Sittwe - Sessenta e quatro pessoas perderam a vida nos confrontos registrados nesta semana entre budistas e uma minoria muçulmana do oeste de Mianmar, diante da inquietação crescente da comunidade internacional, que teme pelo processo de reformas no país.
O número de mortos, que inicialmente era de 112 pessoas, foi revisado em baixa pelo governo. "Cometemos um erro no balanço", explicou Win Myaing, porta-voz do governo do estado de Rakhine. "O balanço de mortos é de 34 homens e 30 mulheres", acrescentou.
Após várias semanas de aparente tranquilidade no estado de Rakhine, a violência entre budistas da etnia rakhine e rohingyas, uma minoria muçulmana considerada pela ONU uma das mais perseguidas no mundo, voltaram a explodir nos últimos dias. Ao menos 75.000 pessoas, em sua grande maioria rohingyas, foram deslocadas na primeira onda de violência. Nos últimos dias milhares chegaram a pé ou de barco aos acampamentos nos arredores de Sittwe, capital do estado de Rakhine. Os acampamentos estão abarrotados e faltam alimentos, assim como cuidados médicos para os deslocados.

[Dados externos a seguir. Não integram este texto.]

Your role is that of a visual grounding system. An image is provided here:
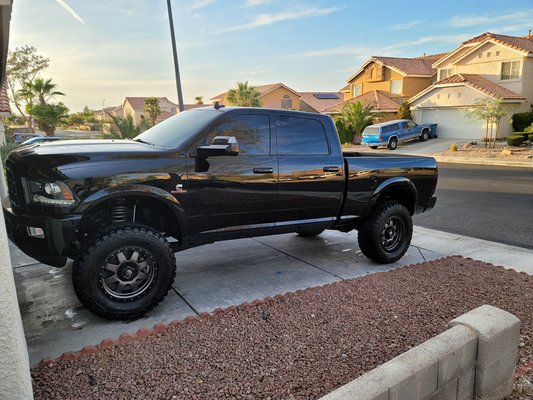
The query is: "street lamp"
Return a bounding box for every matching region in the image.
[167,0,184,112]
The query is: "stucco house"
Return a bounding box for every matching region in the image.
[210,82,301,110]
[122,96,178,125]
[410,32,533,140]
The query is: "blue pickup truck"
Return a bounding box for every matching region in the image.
[361,119,437,150]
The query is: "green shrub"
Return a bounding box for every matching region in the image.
[507,135,524,146]
[0,143,19,167]
[513,111,533,132]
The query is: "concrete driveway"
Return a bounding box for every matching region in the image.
[10,225,533,364]
[10,231,441,364]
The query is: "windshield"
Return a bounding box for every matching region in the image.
[133,108,220,147]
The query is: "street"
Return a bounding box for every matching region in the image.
[414,163,533,249]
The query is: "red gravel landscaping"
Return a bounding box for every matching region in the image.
[32,257,533,400]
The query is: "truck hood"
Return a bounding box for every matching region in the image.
[15,140,162,157]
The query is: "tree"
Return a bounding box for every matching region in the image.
[107,113,150,139]
[335,101,384,143]
[144,97,161,125]
[397,100,413,119]
[467,97,507,148]
[226,82,261,107]
[19,78,65,106]
[28,103,68,136]
[6,46,50,127]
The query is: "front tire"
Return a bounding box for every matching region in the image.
[72,226,176,319]
[357,202,413,264]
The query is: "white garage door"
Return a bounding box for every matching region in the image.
[421,108,484,140]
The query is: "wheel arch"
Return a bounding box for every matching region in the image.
[371,177,418,215]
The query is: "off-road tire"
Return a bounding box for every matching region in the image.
[357,202,413,264]
[72,225,176,319]
[296,229,324,237]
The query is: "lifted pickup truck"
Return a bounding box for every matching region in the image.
[4,106,437,319]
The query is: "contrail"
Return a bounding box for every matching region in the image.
[56,0,85,25]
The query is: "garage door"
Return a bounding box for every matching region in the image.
[421,108,485,140]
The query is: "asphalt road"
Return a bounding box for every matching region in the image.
[414,163,533,249]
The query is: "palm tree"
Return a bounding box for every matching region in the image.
[335,101,384,143]
[144,97,161,125]
[226,82,261,107]
[19,78,65,106]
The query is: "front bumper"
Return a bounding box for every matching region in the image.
[3,207,81,267]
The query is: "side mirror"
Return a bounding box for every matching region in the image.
[196,136,239,158]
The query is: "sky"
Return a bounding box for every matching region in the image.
[10,0,533,112]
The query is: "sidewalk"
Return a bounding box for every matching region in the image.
[10,227,533,364]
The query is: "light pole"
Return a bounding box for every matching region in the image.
[167,0,184,112]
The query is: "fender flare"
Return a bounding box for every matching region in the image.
[75,184,187,236]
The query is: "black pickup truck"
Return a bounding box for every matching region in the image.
[4,105,437,319]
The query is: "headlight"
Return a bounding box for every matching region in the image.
[29,181,76,206]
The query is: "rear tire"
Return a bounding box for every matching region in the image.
[72,226,176,319]
[357,202,413,264]
[419,129,429,142]
[296,229,324,237]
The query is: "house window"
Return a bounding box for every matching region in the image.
[501,61,520,81]
[440,68,453,80]
[391,79,402,94]
[352,83,363,97]
[281,94,292,109]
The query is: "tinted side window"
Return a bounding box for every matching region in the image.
[277,116,329,155]
[207,114,270,154]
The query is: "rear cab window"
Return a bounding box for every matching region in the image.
[276,115,330,156]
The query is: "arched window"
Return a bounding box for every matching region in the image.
[281,94,292,109]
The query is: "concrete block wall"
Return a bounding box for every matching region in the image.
[321,305,520,400]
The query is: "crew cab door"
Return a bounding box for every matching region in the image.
[187,110,278,236]
[276,114,344,225]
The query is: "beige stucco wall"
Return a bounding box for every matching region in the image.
[439,43,531,93]
[344,62,432,100]
[261,87,300,110]
[411,85,528,137]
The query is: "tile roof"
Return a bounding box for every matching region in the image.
[463,32,533,53]
[371,56,440,76]
[122,96,178,110]
[209,82,299,101]
[323,90,400,113]
[0,82,11,114]
[300,92,344,112]
[433,74,526,100]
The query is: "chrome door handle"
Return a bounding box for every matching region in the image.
[254,168,274,174]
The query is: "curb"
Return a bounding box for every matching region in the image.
[432,156,533,168]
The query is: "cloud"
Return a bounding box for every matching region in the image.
[244,0,273,7]
[56,0,85,25]
[188,0,215,10]
[448,10,533,28]
[217,7,340,33]
[390,20,424,31]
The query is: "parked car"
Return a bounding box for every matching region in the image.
[361,119,437,150]
[4,105,438,319]
[20,136,65,146]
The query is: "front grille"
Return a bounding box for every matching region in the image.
[6,158,25,210]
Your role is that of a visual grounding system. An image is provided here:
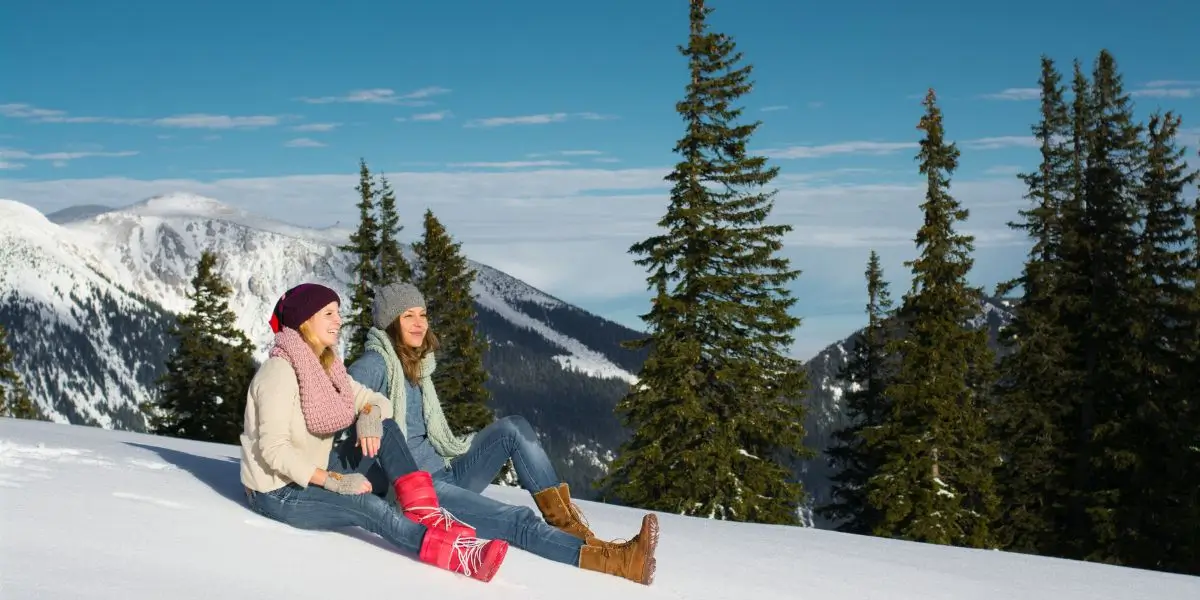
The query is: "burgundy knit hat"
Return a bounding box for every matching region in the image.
[271,283,342,334]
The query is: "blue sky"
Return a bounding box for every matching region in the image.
[0,0,1200,356]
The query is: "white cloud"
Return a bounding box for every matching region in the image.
[755,136,1038,160]
[756,142,918,158]
[983,164,1021,175]
[446,161,570,169]
[292,122,342,131]
[463,113,616,127]
[0,167,1025,356]
[408,110,451,121]
[983,88,1042,101]
[959,136,1042,150]
[299,85,450,107]
[0,148,138,163]
[0,103,282,130]
[283,138,325,148]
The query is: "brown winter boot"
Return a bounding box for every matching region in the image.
[580,512,659,586]
[533,484,600,545]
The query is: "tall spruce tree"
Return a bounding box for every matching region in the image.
[378,174,413,283]
[413,209,496,434]
[142,251,257,444]
[338,158,379,365]
[0,325,46,420]
[991,56,1072,552]
[817,250,893,534]
[1062,50,1147,563]
[868,90,998,547]
[600,0,812,523]
[1115,112,1200,572]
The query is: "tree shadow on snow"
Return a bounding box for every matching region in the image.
[125,442,246,506]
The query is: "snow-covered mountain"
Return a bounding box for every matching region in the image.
[797,298,1013,528]
[0,194,641,499]
[0,194,1012,516]
[7,419,1200,600]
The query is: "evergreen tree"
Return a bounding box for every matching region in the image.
[992,56,1072,552]
[868,90,998,547]
[413,209,496,434]
[817,250,892,534]
[1114,113,1200,570]
[338,160,380,365]
[142,251,257,444]
[1060,50,1147,563]
[0,325,47,421]
[600,0,811,523]
[379,175,413,283]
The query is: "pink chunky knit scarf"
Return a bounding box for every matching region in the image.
[271,328,354,436]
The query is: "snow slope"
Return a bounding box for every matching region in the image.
[0,419,1200,600]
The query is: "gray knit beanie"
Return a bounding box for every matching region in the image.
[371,281,426,330]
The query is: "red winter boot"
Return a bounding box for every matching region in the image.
[392,470,475,538]
[420,527,509,582]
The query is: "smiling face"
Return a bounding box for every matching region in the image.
[396,306,430,348]
[304,302,342,355]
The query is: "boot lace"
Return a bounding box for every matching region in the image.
[408,506,466,530]
[454,538,490,577]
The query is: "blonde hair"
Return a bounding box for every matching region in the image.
[296,320,337,374]
[386,317,442,383]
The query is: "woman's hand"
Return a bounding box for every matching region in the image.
[313,469,371,496]
[354,403,383,457]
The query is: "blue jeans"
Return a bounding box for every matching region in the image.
[433,416,583,566]
[450,415,559,493]
[246,419,426,553]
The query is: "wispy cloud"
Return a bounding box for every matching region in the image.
[298,85,450,107]
[756,136,1038,158]
[463,113,617,127]
[446,161,570,169]
[0,166,1025,356]
[292,122,342,131]
[0,148,138,169]
[283,138,325,148]
[983,88,1042,101]
[757,142,918,158]
[959,136,1042,150]
[396,110,452,121]
[983,164,1021,175]
[0,103,282,130]
[1129,79,1200,98]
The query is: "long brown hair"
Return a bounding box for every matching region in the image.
[296,320,337,374]
[386,317,440,383]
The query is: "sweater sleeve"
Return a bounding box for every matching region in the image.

A crise já é problemática para o presidente Thein Sein, que multiplicou as reformas desde que chegou ao poder, em março de 2011. O ex-general lançou negociações com as rebeliões étnicas, algumas das quais estão em conflito com o poder de Naypyidaw desde a independência, em 1948. Mas a violência no estado de Rakhine é de outra natureza. Em um dos estados mais pobres do país, há décadas as duas comunidades se opõem. Desde junho, quando os confrontos tiveram início, mais de 150 pessoas morreram, segundo os números oficiais, que muitas organizações estimam ser menor que a realidade.
[SAIBAMAIS]Os 800.000 rohingyas vivem confinados no estado de Rakhine e não formam parte de grupos étnicos reconhecidos pelo regime de Naypyidaw, nem por muitos birmaneses, que os consideram, na maioria das vezes, como imigrantes de Bangladesh ilegais e não escondem sua hostilidade em relação a esta parcela da população. Mas a comunidade internacional se inquieta por estes muçulmanos, que falam um dialeto similar ao utilizado no vizinho Bangladesh.
"Os ataques de grupos de autodefesa, as ameaças dirigidas e a retórica extremista devem ser detidos", afirmou um porta-voz do secretário-geral da ONU, Ban Ki-moon, em declarações transmitidas a Yangun. "Se isso não for feito, a estrutura social pode se danificar de forma irreparável e o processo de reforma e abertura realizado atualmente pelo governo pode ficar em perigo", acrescentou. Os Estados Unidos convocaram "as partes a agir com moderação e a colocar fim imediatamente a todos os ataques" e exigiu esforços para "alcançar a reconciliação nacional em Mianmar".
Nesta sexta-feira, o jornal oficial em inglês New Light of Myanmar publicou na capa um comunicado de Thein Sein no qual prometia voltar a instaurar a tranquilidade. "A comunidade internacional observa o progresso em andamento em Mianmar com interesse", ressaltou. "Indivíduos e organizações tentam manipular (...) serão tomadas medidas legais contra eles", acrescentou. Neste contexto, as principais organizações muçulmanas de Mianmar cancelaram as celebrações do Eid al-Adha, uma das principais festas do islã que começou nesta sexta-feira.
Por sua vez, a violência provocou o retorno do fantasma do exílio massivo dos rohingyas, especialmente em direção à Malásia, em um volume maior em relação aos anos anteriores. "Já constatamos um aumento da quantidade de barcos que partem não apenas de Mianmar, mas também de Banghadesh", afirmou à AFP Vivian Tan, porta-voz da Agência para Refugiados da ONU. Bangladesh, que em junho interceptou vários barcos de refugiados rohingyas, anunciou que reforçará suas patrulhas fronteiriças para impedir a chegada de mais embarcações.